Rząd rekomenduje przeznaczenie pozostałych w Otwartych Funduszach Emerytalnych środków w 25 proc. na Fundusz Rezerwy Demograficznej i w 75 proc. na Indywidualne Konta Emerytalne - wynika z dokumentów przyjętych przez rząd w końcu 2016 roku.
Rzecznik rządu Rafał Bochenek potwierdził w rozmowie z PAP, że "rząd w trybie obiegowym" przyjął dwa dokumenty dotyczące analizy systemu emerytalnego i określenia zasad wypłaty emerytur ze środków zgromadzonych w OFE.
Według dokumentów rozważenia wymaga zmiana systemu. "Jeden z możliwych sposobów zmiany tego systemu został określony w Programie Budowy Kapitału, przedstawionym w Strategii Odpowiedzialnego Rozwoju" wicepremiera Mateusza Morawieckiego. Zgodnie z założeniami PBK OFE mają zostać przekształcone w fundusze inwestycyjne polskich akcji.
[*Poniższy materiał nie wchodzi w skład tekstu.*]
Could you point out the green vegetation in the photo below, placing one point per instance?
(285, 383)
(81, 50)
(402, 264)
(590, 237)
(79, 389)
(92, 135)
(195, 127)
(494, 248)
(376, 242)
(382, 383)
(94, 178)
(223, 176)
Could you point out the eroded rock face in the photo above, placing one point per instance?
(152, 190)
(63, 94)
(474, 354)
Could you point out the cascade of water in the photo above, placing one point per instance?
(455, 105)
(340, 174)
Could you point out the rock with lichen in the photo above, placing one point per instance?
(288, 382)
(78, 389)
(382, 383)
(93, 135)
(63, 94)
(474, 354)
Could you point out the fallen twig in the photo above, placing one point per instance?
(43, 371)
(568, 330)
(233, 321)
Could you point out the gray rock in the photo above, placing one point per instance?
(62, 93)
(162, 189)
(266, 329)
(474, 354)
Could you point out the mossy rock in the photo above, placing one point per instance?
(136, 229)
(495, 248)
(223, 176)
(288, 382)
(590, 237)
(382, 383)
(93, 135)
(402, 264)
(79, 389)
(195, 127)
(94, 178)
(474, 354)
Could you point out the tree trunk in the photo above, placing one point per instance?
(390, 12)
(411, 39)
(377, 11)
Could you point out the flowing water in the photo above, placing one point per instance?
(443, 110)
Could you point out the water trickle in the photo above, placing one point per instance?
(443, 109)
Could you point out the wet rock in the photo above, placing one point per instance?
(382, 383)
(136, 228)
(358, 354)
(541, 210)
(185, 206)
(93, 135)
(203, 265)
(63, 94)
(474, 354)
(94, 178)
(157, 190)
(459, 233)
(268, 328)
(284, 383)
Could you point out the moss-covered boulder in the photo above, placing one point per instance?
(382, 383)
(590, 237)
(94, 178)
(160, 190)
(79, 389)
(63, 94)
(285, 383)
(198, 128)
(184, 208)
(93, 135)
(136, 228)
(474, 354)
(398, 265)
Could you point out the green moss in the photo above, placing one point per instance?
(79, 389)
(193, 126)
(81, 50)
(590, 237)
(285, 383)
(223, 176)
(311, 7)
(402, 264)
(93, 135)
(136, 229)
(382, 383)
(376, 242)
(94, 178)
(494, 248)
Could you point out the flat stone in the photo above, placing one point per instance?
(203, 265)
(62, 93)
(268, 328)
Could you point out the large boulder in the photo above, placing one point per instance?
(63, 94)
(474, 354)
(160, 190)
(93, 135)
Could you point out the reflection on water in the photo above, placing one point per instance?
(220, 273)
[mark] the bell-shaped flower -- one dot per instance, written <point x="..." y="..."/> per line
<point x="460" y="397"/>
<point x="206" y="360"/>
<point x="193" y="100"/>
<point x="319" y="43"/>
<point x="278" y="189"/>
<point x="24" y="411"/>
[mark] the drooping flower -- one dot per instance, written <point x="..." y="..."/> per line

W ramach Indywidualnych Kont Emerytalnych zarządzałyby 75 proc. aktywów przekazanych z OFE (ok. 103 mld zł). 25 proc. środków z OFE (ok. 35 mld zł) ma zostać przekazanych do Funduszy Rezerwy Demograficznej - zapisano w przyjętym przez rząd dokumencie.
Dopytywany o brak zapisu o tym, że 25 proc. z OFE zostanie równocześnie dopisane do naszych indywidualnych kont w ZUS wiceminister rodziny, pracy i polityki społecznej Marcin Zieleniecki zapewnił, że co do tego nie ma sporu. - Rekomendacje i informacja dla Sejmu, to bardzo ogólny dokument, nie chcieliśmy w nim uwzględniać wszystkich szczegółów (...), "dlatego nie ma tam takiego zapisu - wyjaśnił.
Fundusz Rezerwy Demograficznej gromadzi środki na wypłatę emerytur, gdy nie będzie dostatecznych środków budżetowych na ten cel, gdy zmieni się struktura demograficzna osób starszych i pracujących w Polsce. Środki gromadzone w FRD pochodzą z odpisu od składki emerytalnej oraz z prywatyzacji.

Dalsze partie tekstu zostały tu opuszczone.